La risata è un meccanismo sociale complesso che nasce dall’elaborazione cerebrale di situazioni inaspettate o incongruenti. Quando il nostro cervello percepisce una rottura delle aspettative – ciò che gli psicologi chiamano “teoria dell’incongruenza” – rilascia endorfine e attiva il sistema limbico. Nel contesto delle interazioni sociali, ridiamo soprattutto quando emerge un contrasto evidente tra ciò che ci aspettiamo e ciò che realmente accade. L’umorismo funziona proprio perché mette a nudo questi paradossi, soprattutto quelli legati ai comportamenti umani più stereotipati. Ed è proprio su questo principio che si basa la barzelletta che state per leggere.
La barzelletta
VERSIONE FEMMINILE:
– Oh, mio Dio! Ti sei fatta i capelli! Ti stanno un amore!
– Trovi? Io non ero dello stesso parere quando mi hanno dato lo specchio. Voglio dire, non ti sembrano troppo ricci?
– Oh santo cielo, no! No, sono perfetti! Anche io volevo farmi un taglio così, ma penso che la mia faccia sia troppo rotonda. Forse è meglio che li lasci così come sono.
– Dici sul serio? Io trovo che il tuo viso sia adorabile. E potresti farti senza problemi uno di quei nuovi tagli tanto alla moda, saresti stupenda. Avevo intenzione di farlo anch’io, ma avevo paura che avrebbe messo in evidenza il mio collo.
– Oh, questa è bella. Mi piacerebbe avere il tuo collo. Qualsiasi cosa pur di distogliere l’attenzione da queste spalle enormi.
– Sei impazzita? Conosco ragazze che darebbero chissà cosa per avere spalle come le tue. Tutti i vestiti ti stanno così bene. Guarda le mie braccia, vedi come sono corte? Se avessi un po’ più di spalle non avrei problemi ad indossare quello che voglio.

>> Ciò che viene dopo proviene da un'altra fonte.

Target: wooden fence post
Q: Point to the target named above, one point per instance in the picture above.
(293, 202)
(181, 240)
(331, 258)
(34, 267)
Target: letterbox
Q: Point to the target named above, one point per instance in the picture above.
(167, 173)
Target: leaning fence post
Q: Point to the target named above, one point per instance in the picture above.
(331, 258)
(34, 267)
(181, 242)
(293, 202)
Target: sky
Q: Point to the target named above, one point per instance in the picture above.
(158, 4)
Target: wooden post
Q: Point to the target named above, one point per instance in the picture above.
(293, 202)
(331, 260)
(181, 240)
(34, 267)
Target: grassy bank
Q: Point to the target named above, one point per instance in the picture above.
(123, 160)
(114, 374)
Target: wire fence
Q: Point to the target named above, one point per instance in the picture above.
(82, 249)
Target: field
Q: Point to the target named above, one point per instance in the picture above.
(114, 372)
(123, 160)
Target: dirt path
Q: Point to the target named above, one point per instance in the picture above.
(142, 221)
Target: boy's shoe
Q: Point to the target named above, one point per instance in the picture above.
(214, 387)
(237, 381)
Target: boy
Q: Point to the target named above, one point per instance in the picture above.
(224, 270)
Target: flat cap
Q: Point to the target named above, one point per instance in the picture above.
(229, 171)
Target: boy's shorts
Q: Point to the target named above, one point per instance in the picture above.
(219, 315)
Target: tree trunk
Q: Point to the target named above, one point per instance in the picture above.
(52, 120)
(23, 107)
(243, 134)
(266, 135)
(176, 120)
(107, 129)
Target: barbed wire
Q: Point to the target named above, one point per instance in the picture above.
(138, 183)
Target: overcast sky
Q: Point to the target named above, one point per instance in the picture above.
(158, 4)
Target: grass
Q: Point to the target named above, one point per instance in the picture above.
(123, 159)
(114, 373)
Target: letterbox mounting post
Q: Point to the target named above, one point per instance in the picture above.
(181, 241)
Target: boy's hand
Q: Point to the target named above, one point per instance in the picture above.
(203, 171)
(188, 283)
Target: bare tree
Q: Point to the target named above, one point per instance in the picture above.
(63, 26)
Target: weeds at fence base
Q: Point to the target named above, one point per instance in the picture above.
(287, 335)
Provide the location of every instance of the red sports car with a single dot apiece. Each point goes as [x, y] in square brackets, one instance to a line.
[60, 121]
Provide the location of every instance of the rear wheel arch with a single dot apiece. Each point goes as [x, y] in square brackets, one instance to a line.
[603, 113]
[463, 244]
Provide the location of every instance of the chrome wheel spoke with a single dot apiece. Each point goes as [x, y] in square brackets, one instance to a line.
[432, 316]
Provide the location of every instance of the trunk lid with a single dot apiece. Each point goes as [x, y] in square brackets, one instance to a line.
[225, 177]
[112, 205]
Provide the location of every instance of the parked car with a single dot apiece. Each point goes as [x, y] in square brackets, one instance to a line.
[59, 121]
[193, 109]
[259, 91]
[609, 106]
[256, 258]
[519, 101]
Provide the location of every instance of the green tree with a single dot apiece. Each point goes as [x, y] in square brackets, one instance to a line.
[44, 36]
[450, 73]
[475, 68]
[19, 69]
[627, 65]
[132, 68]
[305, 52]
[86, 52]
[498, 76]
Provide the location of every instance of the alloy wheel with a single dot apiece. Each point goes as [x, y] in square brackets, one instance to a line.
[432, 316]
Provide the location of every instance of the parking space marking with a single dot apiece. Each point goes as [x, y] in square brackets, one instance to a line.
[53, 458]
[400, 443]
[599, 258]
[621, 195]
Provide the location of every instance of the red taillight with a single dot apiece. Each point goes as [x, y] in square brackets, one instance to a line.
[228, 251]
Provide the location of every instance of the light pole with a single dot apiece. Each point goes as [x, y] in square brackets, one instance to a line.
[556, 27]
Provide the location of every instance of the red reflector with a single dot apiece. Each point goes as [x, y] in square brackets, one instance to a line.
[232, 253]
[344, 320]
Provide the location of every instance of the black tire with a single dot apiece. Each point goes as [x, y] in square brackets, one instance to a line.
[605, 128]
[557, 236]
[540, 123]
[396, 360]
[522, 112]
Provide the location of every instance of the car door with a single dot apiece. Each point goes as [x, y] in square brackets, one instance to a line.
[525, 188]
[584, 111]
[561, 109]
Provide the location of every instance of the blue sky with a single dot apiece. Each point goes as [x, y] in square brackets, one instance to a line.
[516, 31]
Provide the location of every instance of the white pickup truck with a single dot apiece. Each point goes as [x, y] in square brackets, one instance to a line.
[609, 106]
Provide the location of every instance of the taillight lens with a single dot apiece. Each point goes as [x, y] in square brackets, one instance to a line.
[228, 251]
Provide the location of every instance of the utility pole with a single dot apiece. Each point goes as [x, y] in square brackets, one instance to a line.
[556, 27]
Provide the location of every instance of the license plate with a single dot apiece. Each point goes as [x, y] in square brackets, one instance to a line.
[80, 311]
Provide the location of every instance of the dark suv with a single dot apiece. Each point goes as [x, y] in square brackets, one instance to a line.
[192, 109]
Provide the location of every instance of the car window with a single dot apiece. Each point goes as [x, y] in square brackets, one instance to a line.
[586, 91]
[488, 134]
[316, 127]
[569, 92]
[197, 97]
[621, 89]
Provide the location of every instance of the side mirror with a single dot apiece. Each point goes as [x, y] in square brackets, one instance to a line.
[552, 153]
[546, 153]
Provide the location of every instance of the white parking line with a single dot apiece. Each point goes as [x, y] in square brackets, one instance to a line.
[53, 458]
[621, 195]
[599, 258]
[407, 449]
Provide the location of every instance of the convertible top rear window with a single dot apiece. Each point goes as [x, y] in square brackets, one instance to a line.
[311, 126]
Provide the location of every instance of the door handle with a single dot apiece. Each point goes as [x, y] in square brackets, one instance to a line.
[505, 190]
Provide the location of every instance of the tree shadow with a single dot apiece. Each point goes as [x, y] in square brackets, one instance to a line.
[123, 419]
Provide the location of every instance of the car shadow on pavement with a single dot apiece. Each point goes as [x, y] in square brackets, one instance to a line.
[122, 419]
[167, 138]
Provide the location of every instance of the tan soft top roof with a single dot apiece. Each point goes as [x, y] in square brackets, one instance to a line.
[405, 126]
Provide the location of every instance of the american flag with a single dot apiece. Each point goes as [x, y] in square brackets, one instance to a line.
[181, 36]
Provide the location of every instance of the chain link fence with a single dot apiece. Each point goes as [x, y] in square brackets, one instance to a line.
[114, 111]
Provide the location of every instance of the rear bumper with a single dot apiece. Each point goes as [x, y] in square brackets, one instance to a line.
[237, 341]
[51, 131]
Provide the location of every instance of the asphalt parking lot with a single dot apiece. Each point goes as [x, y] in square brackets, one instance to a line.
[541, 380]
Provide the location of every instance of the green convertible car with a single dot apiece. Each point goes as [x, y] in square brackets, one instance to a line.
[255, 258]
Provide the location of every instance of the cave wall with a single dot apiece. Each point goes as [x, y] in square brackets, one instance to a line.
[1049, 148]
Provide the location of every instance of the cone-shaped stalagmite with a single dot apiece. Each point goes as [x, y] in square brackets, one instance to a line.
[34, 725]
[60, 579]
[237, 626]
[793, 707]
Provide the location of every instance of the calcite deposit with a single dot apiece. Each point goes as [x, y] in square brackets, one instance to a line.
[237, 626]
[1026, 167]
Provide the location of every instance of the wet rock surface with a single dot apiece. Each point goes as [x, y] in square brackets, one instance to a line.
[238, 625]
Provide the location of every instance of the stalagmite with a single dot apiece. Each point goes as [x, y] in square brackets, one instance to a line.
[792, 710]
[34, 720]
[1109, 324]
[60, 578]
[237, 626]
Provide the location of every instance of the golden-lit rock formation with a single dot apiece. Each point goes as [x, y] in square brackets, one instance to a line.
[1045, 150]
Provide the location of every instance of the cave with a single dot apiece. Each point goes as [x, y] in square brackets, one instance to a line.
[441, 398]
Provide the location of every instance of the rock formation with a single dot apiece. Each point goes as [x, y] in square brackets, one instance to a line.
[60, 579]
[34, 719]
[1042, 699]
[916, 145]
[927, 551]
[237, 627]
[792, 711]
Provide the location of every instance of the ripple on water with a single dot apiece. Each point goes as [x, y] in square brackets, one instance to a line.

– Oh, non farmi ridere! Ma se praticamente tutti gli uomini cadono ai tuoi piedi. Comunque si è fatto tardi, ti devo salutare, scappo. Ciao!
– Arrivederci, cara!
VERSIONE MASCHILE:
– Ehi, nuovo taglio?
– Sì.
Perché fa ridere?
Il fulcro comico sta nell’asimmetria comunicativa estrema tra i due approcci conversazionali. La versione femminile presenta un balletto elaborato di complimenti reciproci e auto-svalutazioni strategiche: ogni affermazione positiva verso l’altra viene bilanciata da una critica verso se stesse, creando una danza sociale complessa ma affettuosa. La versione maschile demolisce tutto questo con due sole parole, evidenziando come la comunicazione maschile tenda all’essenziale. L’effetto comico nasce proprio dal contrasto brutale: dopo aver letto un dialogo articolato e ricco di sfumature emotive, ci troviamo di fronte a uno scambio talmente minimalista da risultare quasi surreale. Non è tanto una questione di chi comunica “meglio”, quanto piuttosto l’evidenza ironica di quanto possano essere radicalmente diversi gli stili comunicativi basati sulle convenzioni sociali di genere.